I’m very optimistic because I think people are figuring out that we have to do things a little better than we have to this point. There’s a sense of urgency about the need for change. I feel optimistic because I see some local professionals that get into this work and get so excited that they tell me they don’t want to go back to what they were doing.
I’m beginning to see publishers produce (better) materials than they have historically. I’m beginning to see professional development change from the individualized, pre-determined course structure to professional learning communities.
Kentucky was out there in front—many of these ideas had to percolate. We had to learn; we had to make adjustments and change. There’s more of a broad-based conversation now than there was when I was (Kentucky education) commissioner. I still think we have major issues to address. It’s still not clear in my mind whether it would be easier in a state like Kentucky, where we have a rich history of these things, or in a state where they are approaching this for the first time. We have to make sure this is not perceived as warmed-over stuff. We have better supports now than we had before.

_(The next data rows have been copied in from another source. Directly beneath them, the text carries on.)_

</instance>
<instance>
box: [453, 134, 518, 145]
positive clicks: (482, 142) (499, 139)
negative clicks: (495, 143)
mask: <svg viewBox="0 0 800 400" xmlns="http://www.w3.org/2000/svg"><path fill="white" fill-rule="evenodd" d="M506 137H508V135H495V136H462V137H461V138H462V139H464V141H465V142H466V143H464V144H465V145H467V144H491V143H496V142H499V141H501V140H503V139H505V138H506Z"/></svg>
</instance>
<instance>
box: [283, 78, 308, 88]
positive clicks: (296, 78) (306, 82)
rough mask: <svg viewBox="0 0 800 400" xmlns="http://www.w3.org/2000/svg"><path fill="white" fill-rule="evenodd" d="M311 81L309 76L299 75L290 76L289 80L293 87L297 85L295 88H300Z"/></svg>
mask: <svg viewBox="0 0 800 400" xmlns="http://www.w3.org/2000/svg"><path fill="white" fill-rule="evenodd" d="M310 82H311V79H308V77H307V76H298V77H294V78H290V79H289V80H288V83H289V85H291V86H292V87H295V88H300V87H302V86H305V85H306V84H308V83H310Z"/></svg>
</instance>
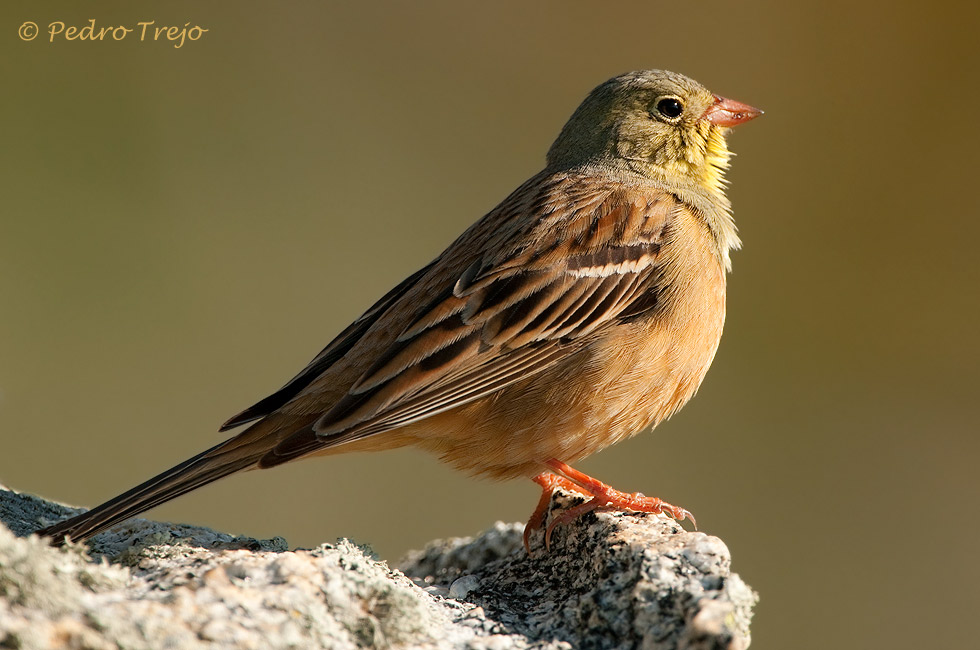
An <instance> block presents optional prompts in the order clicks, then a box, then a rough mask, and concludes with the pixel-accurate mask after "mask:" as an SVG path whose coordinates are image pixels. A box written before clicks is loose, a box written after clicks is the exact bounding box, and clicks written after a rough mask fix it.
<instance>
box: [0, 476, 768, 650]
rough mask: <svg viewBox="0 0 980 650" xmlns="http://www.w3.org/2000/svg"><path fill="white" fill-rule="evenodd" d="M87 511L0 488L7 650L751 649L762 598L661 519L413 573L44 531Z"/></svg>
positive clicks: (717, 561) (720, 541) (275, 544)
mask: <svg viewBox="0 0 980 650" xmlns="http://www.w3.org/2000/svg"><path fill="white" fill-rule="evenodd" d="M579 501H580V499H579V498H578V497H574V496H569V495H564V494H557V495H556V496H555V497H554V498H553V500H552V506H551V507H552V509H553V510H554V509H558V508H566V507H568V506H569V505H570V504H572V503H578V502H579ZM73 512H77V511H76V510H73V509H70V508H66V507H64V506H60V505H58V504H54V503H51V502H48V501H44V500H43V499H38V498H37V497H32V496H29V495H24V494H18V493H16V492H12V491H9V490H5V489H2V488H0V521H2V522H3V523H4V524H5V526H0V648H22V649H24V650H34V649H46V648H78V649H83V648H84V649H96V648H117V647H126V648H134V649H138V648H154V649H156V648H262V649H265V648H339V649H347V648H382V647H406V648H408V647H411V648H439V649H442V648H446V649H457V648H459V649H463V648H465V649H473V650H477V649H480V650H490V649H500V650H510V649H512V648H513V649H523V648H534V649H538V650H551V649H558V648H579V647H588V648H634V647H635V648H650V649H654V648H657V649H659V648H685V649H693V648H732V649H736V648H744V647H747V646H748V643H749V619H750V618H751V609H752V606H753V605H754V603H755V601H756V595H755V594H754V593H753V592H752V590H751V589H749V588H748V587H747V586H746V585H745V583H743V582H742V581H741V579H740V578H739V577H738V576H737V575H735V574H733V573H731V571H730V568H729V567H730V563H731V561H730V557H729V553H728V549H727V548H726V547H725V545H724V544H723V543H722V542H721V540H719V539H717V538H715V537H711V536H708V535H705V534H703V533H690V532H685V531H684V530H683V529H682V528H681V527H680V526H678V525H677V524H675V523H674V522H672V521H670V520H666V519H664V518H662V517H658V516H643V515H622V514H609V513H601V514H588V515H585V516H584V517H582V518H581V519H580V520H578V521H577V522H575V523H573V524H570V525H566V526H562V527H559V528H558V529H556V531H555V534H554V536H553V538H552V548H551V551H550V552H546V551H545V549H544V548H543V541H542V538H543V535H542V533H541V532H540V531H535V532H534V533H533V534H532V557H530V558H529V557H528V556H527V554H526V553H525V551H524V548H523V546H522V543H521V534H522V531H523V526H522V525H519V524H500V523H498V524H496V525H495V526H494V527H493V528H491V529H490V530H488V531H486V532H485V533H483V534H481V535H479V536H477V537H476V538H463V539H451V540H444V541H437V542H433V543H431V544H430V545H429V546H427V547H426V548H425V549H424V550H422V551H416V552H413V553H411V554H410V555H409V556H408V557H407V558H406V559H405V560H403V561H402V563H401V565H400V569H401V570H400V571H399V570H393V569H390V568H389V567H388V566H387V565H386V564H385V563H384V562H379V561H377V560H376V559H375V558H373V557H371V555H370V553H367V552H365V550H364V549H362V548H359V547H357V546H355V545H353V544H351V543H350V542H348V541H346V540H342V541H340V542H338V543H337V544H324V545H321V546H320V547H318V548H316V549H312V550H301V549H297V550H294V551H288V550H287V546H286V543H285V540H283V539H282V538H275V539H273V540H254V539H251V538H246V537H233V536H230V535H225V534H222V533H216V532H214V531H211V530H208V529H205V528H197V527H191V526H174V525H170V524H161V523H156V522H151V521H147V520H142V519H136V520H131V521H129V522H126V523H124V524H121V525H119V526H116V527H115V528H113V529H112V530H110V531H107V532H105V533H102V534H101V535H98V536H96V537H95V538H93V540H92V543H91V545H90V547H88V548H87V547H85V546H81V545H78V546H70V547H66V548H60V549H56V548H52V547H51V546H49V545H48V544H47V542H46V541H45V540H42V539H39V538H37V537H34V536H31V535H29V533H30V532H31V531H33V530H36V529H37V528H39V527H41V526H42V525H46V524H48V523H52V522H53V521H55V520H57V519H60V518H61V517H63V516H66V515H67V514H70V513H73ZM17 535H19V537H18V536H17ZM406 576H413V578H409V577H406Z"/></svg>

I think at a local level, it’s really important for a faculty in a community to find time to engage in these serious conversations. I don’t see how people can move forward unless there’s a general agreement about where they’re going, what they want for the students, what are they particularly going to provide for youngsters. Reaching a consensus around that and then providing opportunities for faculty to engage in an ongoing deep conversation (about how we get there is essential).
Sometimes in this country we set the vision and then we test it, but we overlook this really critical piece—developing a curriculum, instructional materials, professional capacity, resourcing. All those things have to come together in a coherent way in order for this to catch hold.

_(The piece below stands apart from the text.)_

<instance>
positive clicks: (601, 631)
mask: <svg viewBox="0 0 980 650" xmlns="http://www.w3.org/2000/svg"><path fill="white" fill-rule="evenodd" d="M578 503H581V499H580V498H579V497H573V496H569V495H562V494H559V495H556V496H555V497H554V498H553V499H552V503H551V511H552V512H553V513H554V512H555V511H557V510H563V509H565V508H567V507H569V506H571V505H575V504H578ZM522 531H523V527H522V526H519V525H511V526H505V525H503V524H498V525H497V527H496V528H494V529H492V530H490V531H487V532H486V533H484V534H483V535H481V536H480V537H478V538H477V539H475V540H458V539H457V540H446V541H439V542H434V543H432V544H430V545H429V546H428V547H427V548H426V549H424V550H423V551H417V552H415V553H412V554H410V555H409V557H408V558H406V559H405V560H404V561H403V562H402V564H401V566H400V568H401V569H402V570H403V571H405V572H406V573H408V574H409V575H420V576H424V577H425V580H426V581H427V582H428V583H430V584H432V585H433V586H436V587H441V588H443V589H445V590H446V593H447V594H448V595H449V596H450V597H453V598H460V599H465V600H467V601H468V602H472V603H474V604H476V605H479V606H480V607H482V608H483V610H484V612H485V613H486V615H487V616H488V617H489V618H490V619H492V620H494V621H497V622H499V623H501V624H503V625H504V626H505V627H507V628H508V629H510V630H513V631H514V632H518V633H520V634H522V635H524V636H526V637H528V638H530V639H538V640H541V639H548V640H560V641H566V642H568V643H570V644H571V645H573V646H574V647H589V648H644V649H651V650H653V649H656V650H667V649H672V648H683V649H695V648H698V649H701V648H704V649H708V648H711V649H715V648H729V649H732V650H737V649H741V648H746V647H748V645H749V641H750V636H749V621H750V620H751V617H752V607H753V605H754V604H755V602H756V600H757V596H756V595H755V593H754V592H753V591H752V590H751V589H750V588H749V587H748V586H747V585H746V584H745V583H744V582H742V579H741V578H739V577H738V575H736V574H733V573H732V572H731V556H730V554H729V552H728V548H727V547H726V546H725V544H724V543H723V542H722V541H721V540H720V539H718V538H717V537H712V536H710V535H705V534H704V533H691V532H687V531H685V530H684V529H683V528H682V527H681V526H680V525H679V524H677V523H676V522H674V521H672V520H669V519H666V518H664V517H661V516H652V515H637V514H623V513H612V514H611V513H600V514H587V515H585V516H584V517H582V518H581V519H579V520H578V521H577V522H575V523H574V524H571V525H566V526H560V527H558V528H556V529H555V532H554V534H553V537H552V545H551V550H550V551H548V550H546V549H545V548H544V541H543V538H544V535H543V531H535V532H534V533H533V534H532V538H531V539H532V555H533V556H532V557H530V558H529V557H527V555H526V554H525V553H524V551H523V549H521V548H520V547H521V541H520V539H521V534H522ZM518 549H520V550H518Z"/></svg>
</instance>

( has to be some) hand holding, outside support, and unbiased perspective about how people can get better. Building this continuous improvement expectation in a district is so important
These are exciting times, these are fun times. I realize that it’ll be more work, but it’s not dull, routine, compliance sort of work. There’s an opportunity now to really get excited and get engaged and help students with their lives, and where they want to go and how to get there. When (students get to move forward in their lives), that’s the reward that comes out of all that. It’s hard work, but it’s engaging—and it has its rewards.